[OE-core] RFC: OE-Core image creation and deployment

Tue Jul 31 21:13:17 UTC 2012

Refactor of the OE-Core image creation
--------------------------------------

Preface:

The refactoring being discussed below attempts to cover the overall image 
creation through image deployment process that I'd like to see in OE-Core. 
Where existing functionality already exists, the refactoring work would consist 
simply of adapting the items to the overall set of requirements and system 
design.  I'm not proposing a "rewrite", but instead a process of cleanup, 
refactoring of code, and writing new code when necessary.... Evolution vs 
revolution!

A number of people have contributed to the set of requirements discussed below. 
  One of the primary inputs has been the discussion started by Darren Hart 
titled "RFC: Braindump on Bootloaders, Image Types, and Installers".

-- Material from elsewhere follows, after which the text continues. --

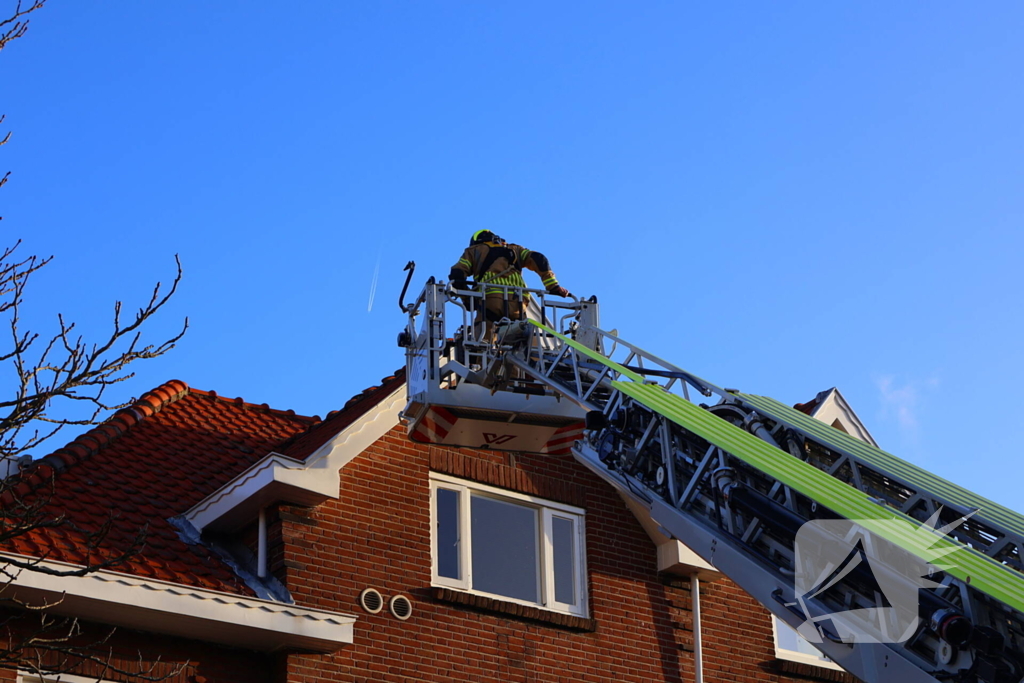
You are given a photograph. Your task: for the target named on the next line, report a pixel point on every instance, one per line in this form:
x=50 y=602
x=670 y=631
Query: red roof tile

Comments, suggestions, offers of help are all appreciated!

Purpose:
--------

Refactoring the OE-Core image creation should include:

* A pluggable, configurable environment for creating, deploying and updating a 
filesystem
   * Allow for a machine to specify the overall steps required to deploy a build 
to a device
   * Allow for easy additions to the default OE-Core steps
   * Allow the steps to be started and stopped at any point.  (This is needed 
for on-target installations)

* Existing workflows need to be maintained, new additional workflows (cross or 
target based will be added)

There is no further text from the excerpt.